Monday, 25 November 2024

Soyinka Tells Bloomberg That Nigerians Must Be ‘Like Mandela And Put Aside’ Buhari’s Past

Nigeria’s Nobel laureate for literature and civil rights activist, Wole Soyinka has said Nigerians must show a Nelson Mandela-like ability to forgive President-elect Muhammadu Buhari’s past as an iron-fisted military ruler.

“I criticized him for certain acts during his stint as a military dictator,” Soyinka, the 80-year-old playwright and poet, said in an interview with Bloomberg TV Africa on Wednesday at his hillside home in Abeokuta. “But I also insist that it’s about time we try our best to be mini-Mandelas, to learn there’s a moment when we must put the past aside.”
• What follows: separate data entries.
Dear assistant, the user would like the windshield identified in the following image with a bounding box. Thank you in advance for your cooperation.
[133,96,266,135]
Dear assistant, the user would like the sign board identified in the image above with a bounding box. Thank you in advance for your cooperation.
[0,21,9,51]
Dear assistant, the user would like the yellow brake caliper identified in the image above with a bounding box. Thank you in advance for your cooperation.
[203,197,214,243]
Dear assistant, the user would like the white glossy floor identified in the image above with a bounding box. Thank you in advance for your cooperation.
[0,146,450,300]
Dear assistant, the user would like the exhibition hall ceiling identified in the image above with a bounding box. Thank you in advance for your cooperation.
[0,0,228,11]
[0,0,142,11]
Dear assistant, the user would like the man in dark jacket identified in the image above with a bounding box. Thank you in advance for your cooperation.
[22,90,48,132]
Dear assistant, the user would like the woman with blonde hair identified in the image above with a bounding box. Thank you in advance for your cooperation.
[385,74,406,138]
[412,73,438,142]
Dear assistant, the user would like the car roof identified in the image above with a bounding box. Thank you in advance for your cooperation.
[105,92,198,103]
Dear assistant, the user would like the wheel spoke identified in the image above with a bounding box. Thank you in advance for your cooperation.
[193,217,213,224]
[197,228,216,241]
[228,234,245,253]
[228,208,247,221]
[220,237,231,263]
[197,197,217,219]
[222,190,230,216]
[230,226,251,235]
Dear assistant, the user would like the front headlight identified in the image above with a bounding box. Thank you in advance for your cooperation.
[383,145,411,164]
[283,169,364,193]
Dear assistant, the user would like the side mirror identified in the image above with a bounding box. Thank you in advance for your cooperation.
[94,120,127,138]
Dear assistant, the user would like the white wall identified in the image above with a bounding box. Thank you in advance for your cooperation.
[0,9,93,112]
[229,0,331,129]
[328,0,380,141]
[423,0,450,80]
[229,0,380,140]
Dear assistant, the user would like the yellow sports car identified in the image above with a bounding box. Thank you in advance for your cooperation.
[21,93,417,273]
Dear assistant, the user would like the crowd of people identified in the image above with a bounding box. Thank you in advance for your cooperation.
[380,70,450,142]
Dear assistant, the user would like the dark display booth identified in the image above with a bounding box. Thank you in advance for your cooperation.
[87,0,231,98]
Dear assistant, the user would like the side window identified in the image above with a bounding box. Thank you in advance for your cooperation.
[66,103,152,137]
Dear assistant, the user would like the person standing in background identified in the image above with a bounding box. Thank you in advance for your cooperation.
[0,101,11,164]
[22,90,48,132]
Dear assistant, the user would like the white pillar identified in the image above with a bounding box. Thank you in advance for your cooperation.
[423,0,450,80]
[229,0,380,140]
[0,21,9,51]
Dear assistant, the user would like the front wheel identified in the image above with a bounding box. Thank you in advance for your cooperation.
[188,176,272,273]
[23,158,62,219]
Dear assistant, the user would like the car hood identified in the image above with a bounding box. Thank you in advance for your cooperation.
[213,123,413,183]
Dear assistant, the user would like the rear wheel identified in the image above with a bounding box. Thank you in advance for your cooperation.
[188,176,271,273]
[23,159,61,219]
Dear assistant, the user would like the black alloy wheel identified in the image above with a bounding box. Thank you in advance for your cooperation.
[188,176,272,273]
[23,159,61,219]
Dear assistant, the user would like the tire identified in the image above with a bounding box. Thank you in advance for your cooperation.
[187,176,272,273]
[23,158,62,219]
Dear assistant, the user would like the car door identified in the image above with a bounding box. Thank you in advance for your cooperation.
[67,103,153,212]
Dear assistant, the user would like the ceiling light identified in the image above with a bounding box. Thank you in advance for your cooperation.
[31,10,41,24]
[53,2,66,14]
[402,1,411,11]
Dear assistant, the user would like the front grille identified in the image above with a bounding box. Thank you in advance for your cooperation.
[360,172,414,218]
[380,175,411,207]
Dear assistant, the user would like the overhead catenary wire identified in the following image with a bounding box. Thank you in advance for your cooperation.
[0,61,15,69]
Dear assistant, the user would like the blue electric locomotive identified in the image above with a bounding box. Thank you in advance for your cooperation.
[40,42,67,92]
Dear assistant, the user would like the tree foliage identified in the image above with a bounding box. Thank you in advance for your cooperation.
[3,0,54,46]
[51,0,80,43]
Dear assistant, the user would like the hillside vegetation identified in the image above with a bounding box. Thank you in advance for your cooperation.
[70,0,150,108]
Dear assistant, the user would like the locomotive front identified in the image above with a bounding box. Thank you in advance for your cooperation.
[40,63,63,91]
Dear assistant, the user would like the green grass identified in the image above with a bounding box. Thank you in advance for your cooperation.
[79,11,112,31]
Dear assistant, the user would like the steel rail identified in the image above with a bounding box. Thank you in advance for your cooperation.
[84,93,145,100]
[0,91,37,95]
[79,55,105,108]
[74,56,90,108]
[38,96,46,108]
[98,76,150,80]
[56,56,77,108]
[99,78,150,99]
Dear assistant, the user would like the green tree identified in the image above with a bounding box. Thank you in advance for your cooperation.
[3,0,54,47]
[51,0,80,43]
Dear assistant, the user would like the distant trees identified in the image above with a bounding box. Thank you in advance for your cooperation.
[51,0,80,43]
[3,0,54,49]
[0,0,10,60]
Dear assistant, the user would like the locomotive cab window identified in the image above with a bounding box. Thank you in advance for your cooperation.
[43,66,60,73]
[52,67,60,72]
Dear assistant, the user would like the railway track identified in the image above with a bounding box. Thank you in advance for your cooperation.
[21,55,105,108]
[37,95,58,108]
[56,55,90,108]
Buhari’s 20-month term as the military head of state of Africa’s biggest oil producer when he overthrew an elected government in 1983 included a campaign against “indiscipline,” in which the press was muzzled, hundreds of politicians, businessmen and journalists were jailed and police officers ordered to hit people who didn’t line up to wait for the bus.

By voting in Buhari, a 72-year-old northern Muslim who describes himself as a “converted democrat,” many Nigerians have shown an ability to look past his earlier misdeeds, said Soyinka.

He also told the international broadcaster that some of his friends in the All Progressives Congress and his own observations suggest Buhari was “struggling to be a party man.”

Soyinka, who admitted that he hasn’t felt this optimistic about Nigeria since the end of military rule in 1999, said he hopes not to be disappointed again.

“Against my rational instincts, I believe that we have here a genuine case of a born-again democrat,” he said. Ultimately, “the real heroes of this exercise have been the Nigerian people and that gingers me up.”